Toei Animation President Addresses Anime's Quality-Quantity Dilemma

Toei Animation is one of the biggest names in the anime industry, and it has tackled hit series from Sailor Moon to Dragon Ball. Of course, that means there are a lot of eyes on the studio, and that has become more prevalent over the years. So when the company's president spoke about one of the biggest anime issues out there, fans listened.

As shared by Variety, Toei Animation has long relied on IP recognition to mine profit, but that landscape is changing in the industry. There are hundreds of shows coming out every year that challenge household franchises, and Katsuhiro Takagi is very aware of the issue.

Dragon Ball Super Broly Goku
(Photo: Toei Animation)

"I feel that the number of hits is small compared to the number of works that are out in the world," the president said when asked about anime's emergence into streaming. "How do you now make a profit from animation works that are expensive to produce?"

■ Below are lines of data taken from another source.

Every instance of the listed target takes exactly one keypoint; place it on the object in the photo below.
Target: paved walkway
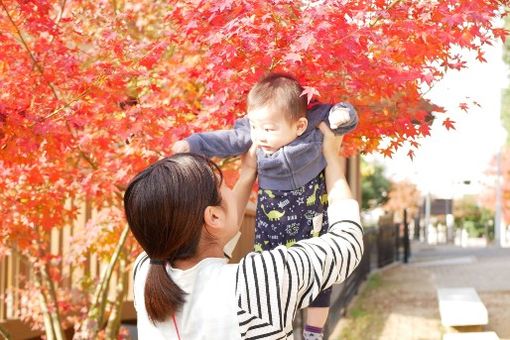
(401, 303)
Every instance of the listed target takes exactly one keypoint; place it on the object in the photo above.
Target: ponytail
(163, 297)
(164, 207)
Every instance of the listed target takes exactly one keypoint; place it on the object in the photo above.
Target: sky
(448, 158)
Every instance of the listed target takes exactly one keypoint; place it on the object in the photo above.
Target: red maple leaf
(449, 124)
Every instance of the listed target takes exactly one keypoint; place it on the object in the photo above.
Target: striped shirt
(259, 297)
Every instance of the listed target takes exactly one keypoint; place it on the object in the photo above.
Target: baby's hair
(281, 92)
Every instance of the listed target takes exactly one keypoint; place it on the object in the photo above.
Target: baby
(292, 199)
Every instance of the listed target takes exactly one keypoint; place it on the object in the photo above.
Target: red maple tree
(93, 91)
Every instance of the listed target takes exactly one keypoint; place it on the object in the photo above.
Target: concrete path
(401, 302)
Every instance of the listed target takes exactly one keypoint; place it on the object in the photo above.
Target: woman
(182, 214)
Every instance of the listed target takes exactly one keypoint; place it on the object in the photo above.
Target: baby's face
(271, 130)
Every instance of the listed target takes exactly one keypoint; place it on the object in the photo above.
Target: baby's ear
(302, 124)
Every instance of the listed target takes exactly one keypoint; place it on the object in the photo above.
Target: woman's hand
(337, 186)
(249, 160)
(331, 144)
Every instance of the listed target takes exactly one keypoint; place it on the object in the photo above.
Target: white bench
(461, 307)
(471, 336)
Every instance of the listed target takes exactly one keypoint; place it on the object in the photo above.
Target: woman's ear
(214, 217)
(302, 124)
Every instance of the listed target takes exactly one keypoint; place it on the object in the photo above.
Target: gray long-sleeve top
(290, 167)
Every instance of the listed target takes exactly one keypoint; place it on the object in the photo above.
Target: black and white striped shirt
(259, 297)
(273, 285)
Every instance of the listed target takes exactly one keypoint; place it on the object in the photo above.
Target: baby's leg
(317, 315)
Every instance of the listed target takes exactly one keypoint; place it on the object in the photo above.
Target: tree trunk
(95, 317)
(48, 325)
(54, 312)
(113, 326)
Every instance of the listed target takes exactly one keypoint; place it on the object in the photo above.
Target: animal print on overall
(286, 216)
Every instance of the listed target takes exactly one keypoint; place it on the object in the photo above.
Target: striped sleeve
(272, 286)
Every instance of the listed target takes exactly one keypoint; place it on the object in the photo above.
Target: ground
(400, 302)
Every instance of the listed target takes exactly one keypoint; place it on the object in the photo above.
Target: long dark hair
(164, 207)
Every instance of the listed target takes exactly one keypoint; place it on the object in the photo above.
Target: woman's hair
(281, 92)
(164, 207)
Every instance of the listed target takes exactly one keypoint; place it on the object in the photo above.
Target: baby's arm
(223, 143)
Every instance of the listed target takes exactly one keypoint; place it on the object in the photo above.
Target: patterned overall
(287, 216)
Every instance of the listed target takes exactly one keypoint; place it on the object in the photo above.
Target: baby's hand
(180, 147)
(338, 116)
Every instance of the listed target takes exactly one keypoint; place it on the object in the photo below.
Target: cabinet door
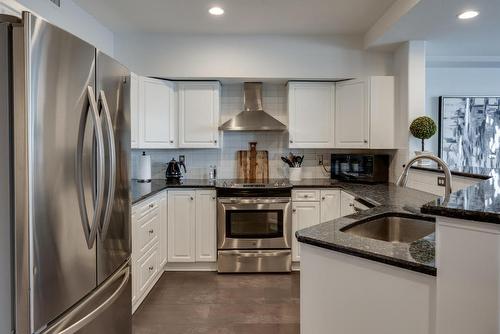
(330, 205)
(135, 274)
(206, 229)
(346, 204)
(163, 229)
(352, 114)
(199, 109)
(304, 214)
(157, 114)
(181, 226)
(134, 110)
(311, 108)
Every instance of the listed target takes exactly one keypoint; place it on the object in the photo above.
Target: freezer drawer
(106, 310)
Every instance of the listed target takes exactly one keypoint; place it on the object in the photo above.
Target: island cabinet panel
(206, 226)
(199, 109)
(181, 226)
(468, 280)
(341, 293)
(304, 214)
(311, 108)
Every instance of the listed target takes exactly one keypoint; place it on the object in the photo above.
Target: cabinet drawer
(148, 267)
(306, 195)
(147, 206)
(148, 231)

This question has become even more relevant amidst the pandemic as COVID-19 forced studios like Toei Animation to rethink distribution. While streaming is massive with fans overseas, cable television and movie theaters are incredibly important in Japan. And as the international revenue for anime grows, streaming has pushed the anime industry to champion quantity over quality.

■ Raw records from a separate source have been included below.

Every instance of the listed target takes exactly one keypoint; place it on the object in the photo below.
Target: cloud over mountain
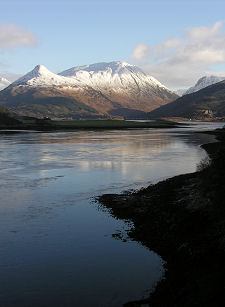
(177, 61)
(12, 35)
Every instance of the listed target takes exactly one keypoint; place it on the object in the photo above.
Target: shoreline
(71, 125)
(183, 220)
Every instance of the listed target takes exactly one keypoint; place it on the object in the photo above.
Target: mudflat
(183, 220)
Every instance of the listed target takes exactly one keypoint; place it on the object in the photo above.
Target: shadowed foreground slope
(183, 220)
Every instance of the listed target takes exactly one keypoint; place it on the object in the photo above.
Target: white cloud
(179, 62)
(12, 35)
(141, 51)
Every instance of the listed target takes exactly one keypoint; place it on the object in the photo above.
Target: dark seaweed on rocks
(183, 220)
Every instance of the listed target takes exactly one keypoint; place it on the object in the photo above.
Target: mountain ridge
(111, 86)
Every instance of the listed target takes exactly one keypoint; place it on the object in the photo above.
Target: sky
(177, 42)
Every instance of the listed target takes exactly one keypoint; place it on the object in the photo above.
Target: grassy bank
(183, 220)
(69, 125)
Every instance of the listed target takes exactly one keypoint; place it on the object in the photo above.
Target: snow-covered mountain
(180, 92)
(118, 76)
(4, 83)
(115, 88)
(204, 82)
(40, 76)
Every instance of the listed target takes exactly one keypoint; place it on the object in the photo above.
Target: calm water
(56, 246)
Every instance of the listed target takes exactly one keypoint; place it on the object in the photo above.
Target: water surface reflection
(55, 246)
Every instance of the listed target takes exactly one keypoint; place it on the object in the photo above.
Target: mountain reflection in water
(56, 247)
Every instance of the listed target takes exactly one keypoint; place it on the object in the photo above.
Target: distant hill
(203, 82)
(207, 103)
(91, 91)
(6, 120)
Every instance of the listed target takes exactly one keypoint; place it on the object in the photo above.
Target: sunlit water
(56, 246)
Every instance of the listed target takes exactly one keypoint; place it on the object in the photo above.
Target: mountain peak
(41, 76)
(40, 69)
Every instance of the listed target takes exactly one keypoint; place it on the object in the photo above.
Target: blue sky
(62, 34)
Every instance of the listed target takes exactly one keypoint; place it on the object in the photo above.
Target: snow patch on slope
(114, 75)
(204, 82)
(41, 76)
(4, 83)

For studios like Toei Animation, the president and its executives have a saving grace. The company can always license its backlog hits like Sailor Moon, and franchise revivals are incredibly lucrative for series like Dragon Ball. These retro libraries can keep bigger studios afloat, but for small houses, a hit is necessary. This can be seen with series like Demon Slayer as its studio Ufotable has become a household name with fans despite being a smaller organization.


The quantity-quality issue has no good solution at this point, and it will continue to entangle the industry as distribution methods churn studios around. This issue is just one of several as the anime industry still struggles with low wages, hostile contracts, and impossible schedules. So despite anime's swell in popularity, the industry has a lot to address if it wants to expand without cracking.